Mukoyama’s service began in the Army in 1965 upon graduation from the University of Illinois with a Bachelor of Arts Degree in English Literature, followed by a Master’s degree in the Teaching of Social Studies in 1966. During his 5 years on active duty, Mukoyama served in the demilitarized zone in South Korea and as an infantry company commander in Vietnam where he was wounded and received the Silver Star for gallantry. Leaving active duty, he served nearly 25 years commanding at the company, battalion, brigade, and division levels in the Army Reserves. He was the youngest General Officer in the entire U.S. Army in 1987, and subsequently the youngest Major General when promoted 3 years later. In 1989, he became the first Asian-American to command an Army division and led the 70th Training Division to participate in Operation Desert Storm in January 1991.
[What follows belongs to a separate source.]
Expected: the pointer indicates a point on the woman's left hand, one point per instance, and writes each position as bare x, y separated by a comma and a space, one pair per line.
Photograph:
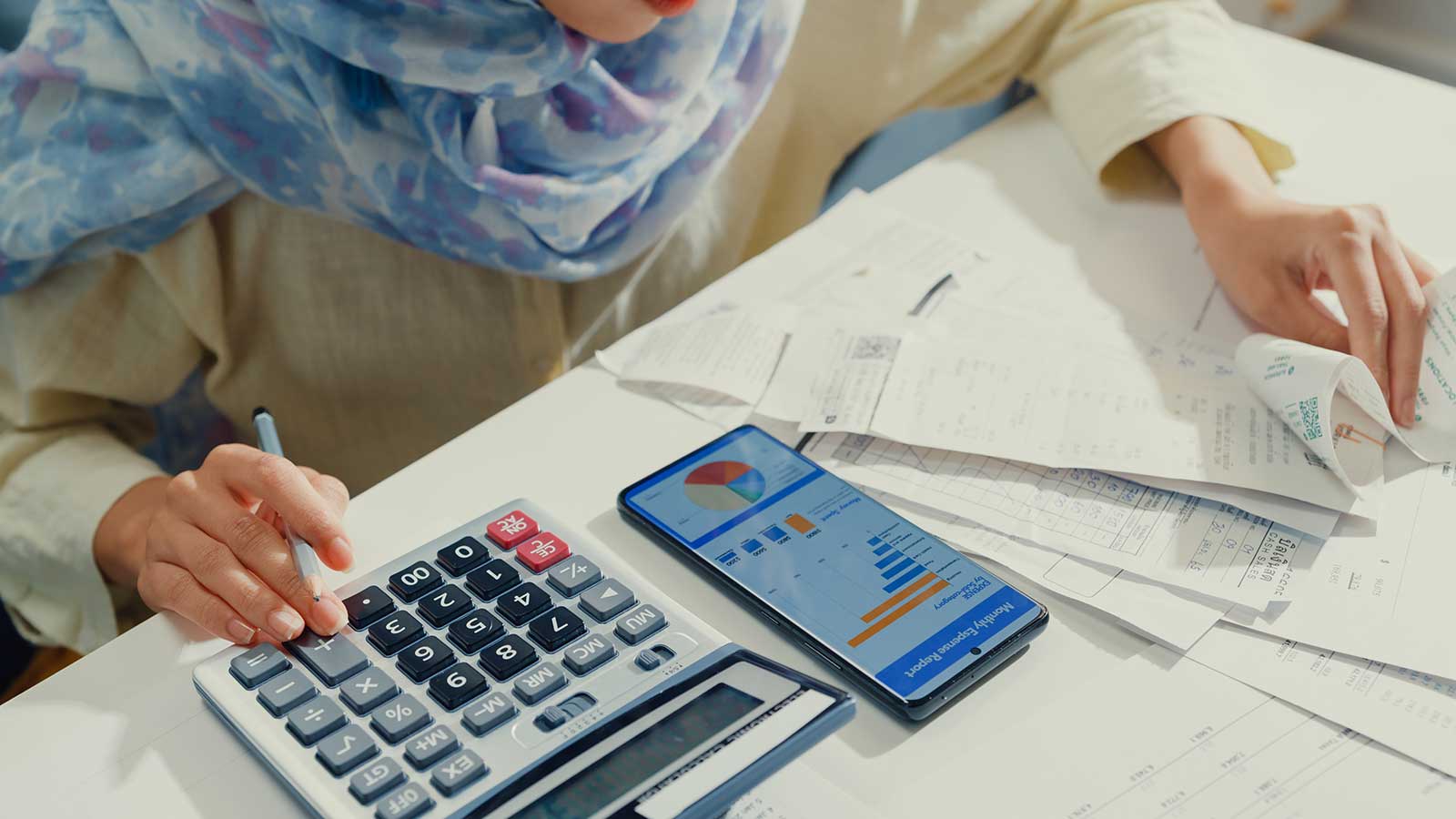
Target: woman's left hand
1271, 254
Following his 38-year career in the financial services industry, including membership on the New York Stock Exchange and the Chicago Board Options Exchange, Mukoyama established Military Outreach Greater Chicago (MOGC), a faith-based 501(c)(3) serving active military, veterans and their families, to help them cope with the visible and invisible wounds associated with military service.
His decorations and badges include the Distinguished Service Medal, Silver Star, Legion of Merit, 3 Bronze Stars, Purple Heart, Parachutist Badge, Expert Infantryman’s Badge, and Combat Infantryman’s Badge. He was nominated by Kenneth Clark, President, Pritzker Military Library.